What followed were conversion routines that I’ll skip implementations of (they’re available here and are worth another article dedicated just to the maths describing them; it took me quite some time to perfect their behaviour so that the world can grow in both positive and negative dimensions without issues).

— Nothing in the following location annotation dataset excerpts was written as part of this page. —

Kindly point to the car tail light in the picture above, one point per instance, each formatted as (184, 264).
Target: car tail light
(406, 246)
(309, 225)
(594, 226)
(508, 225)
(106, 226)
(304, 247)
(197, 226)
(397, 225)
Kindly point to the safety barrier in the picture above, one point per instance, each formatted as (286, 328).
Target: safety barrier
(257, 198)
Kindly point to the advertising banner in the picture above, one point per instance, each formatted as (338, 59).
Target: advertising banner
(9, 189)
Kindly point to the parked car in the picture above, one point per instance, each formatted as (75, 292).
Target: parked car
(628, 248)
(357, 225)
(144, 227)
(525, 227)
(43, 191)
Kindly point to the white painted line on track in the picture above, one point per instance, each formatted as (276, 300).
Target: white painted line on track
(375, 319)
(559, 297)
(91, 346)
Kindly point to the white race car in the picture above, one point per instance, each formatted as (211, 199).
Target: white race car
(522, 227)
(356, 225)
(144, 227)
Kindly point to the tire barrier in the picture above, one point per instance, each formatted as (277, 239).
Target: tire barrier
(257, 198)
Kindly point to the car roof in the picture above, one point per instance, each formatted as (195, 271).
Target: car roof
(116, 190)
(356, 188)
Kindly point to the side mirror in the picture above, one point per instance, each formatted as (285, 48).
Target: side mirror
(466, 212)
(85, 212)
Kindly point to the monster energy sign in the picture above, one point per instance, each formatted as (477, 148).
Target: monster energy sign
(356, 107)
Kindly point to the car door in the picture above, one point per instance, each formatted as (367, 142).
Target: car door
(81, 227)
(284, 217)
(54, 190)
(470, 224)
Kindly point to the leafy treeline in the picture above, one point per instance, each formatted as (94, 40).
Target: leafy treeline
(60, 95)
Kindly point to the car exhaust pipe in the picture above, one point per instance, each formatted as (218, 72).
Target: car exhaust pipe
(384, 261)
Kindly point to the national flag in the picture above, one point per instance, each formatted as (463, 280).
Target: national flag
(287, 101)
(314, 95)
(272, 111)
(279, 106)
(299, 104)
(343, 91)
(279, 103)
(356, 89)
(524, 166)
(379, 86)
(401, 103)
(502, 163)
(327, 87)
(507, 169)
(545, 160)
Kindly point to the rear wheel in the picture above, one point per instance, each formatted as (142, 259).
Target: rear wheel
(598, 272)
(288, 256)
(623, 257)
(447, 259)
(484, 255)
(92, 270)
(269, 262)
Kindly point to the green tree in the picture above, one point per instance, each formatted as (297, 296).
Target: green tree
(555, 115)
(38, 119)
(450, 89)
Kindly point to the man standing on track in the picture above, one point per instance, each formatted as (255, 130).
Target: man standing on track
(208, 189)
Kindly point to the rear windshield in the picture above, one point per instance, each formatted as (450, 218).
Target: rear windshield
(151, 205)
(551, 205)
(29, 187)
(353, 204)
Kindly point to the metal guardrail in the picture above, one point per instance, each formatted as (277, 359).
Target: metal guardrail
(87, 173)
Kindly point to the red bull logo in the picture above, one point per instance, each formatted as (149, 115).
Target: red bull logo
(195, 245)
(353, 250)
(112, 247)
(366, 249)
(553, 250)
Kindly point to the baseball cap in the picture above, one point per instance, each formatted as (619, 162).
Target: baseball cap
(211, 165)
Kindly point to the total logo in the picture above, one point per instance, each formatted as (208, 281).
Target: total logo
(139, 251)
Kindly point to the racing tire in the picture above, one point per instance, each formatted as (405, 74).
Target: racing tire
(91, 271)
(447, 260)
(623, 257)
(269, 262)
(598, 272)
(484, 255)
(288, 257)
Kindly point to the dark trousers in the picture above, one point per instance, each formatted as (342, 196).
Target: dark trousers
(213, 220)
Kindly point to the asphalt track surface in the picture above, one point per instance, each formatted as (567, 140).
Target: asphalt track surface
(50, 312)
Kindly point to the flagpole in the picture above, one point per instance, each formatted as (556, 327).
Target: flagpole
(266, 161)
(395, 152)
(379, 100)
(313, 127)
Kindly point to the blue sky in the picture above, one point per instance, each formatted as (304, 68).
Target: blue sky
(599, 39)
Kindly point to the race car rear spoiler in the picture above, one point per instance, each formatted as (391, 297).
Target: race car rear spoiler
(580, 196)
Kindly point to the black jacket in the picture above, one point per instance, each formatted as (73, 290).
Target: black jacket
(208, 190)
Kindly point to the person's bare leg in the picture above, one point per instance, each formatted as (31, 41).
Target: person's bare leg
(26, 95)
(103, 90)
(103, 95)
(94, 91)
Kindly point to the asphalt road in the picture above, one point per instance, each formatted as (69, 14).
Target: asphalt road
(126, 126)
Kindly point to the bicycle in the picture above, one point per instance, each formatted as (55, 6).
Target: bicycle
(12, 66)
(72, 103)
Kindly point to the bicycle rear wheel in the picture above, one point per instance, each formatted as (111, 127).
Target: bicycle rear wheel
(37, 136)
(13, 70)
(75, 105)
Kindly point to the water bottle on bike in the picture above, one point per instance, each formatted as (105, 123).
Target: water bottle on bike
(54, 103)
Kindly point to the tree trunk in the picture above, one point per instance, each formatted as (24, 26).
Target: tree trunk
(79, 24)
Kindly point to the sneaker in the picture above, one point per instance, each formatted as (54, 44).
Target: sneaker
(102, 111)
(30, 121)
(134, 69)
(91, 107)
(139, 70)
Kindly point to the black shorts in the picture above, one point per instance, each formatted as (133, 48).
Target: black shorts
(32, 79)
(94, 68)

static OuterChunkCoord convertToOuter (WorldCoord const& wc);
static InnerChunkCoord convertToInner (WorldCoord const& wc);
static WorldCoord convertToWorld (InnerChunkCoord const& ic, OuterChunkCoord const& oc);

This is just the baseline, and the really interesting stuff is what you can build with them. Here’s the Chunk:

class Chunk {
    std::array<BlockType, size*size*size> data;
};

And finally, the main data structure:

std::unordered_map<OuterChunkCoord, Chunk, CoordHash> data;

I’ve decided to use the unordered variant because there’s no obvious way to order voxels in 3D space. (Hell, there’s no obvious ways to order fields of a grid; both row-major and column-major formats are present and widely used.) This required a simple hashing routine:

class CoordHash {
    template<typename Tag>
    std::size_t operator()(Coord<Tag> const& p)
    {
        std::size_t seed = 0;
        boost::hash_combine(seed, p.x);
        boost::hash_combine(seed, p.y);
        boost::hash_combine(seed, p.z);

        return seed;
    }
};

hash_combine sadly isn’t a part of C++ standard library. It’s a pity, considering how useful this little helper is.

What this whole complication buys us might not be obvious at first, so let’s take a quick look at the list:

  1. The world can now grow indefinitely. That was my primary requirement. A player should be able to walk as long as he wants in one direction without ever encountering a border.
  2. The chunks can be loaded an unloaded on demand.
  3. Access to any voxel in the world is amortized O(1) - unordered_map with such a hash should be able to avoid collisions most of the time, and once it finds a chunk, accesing an array element is just addition and multiplication.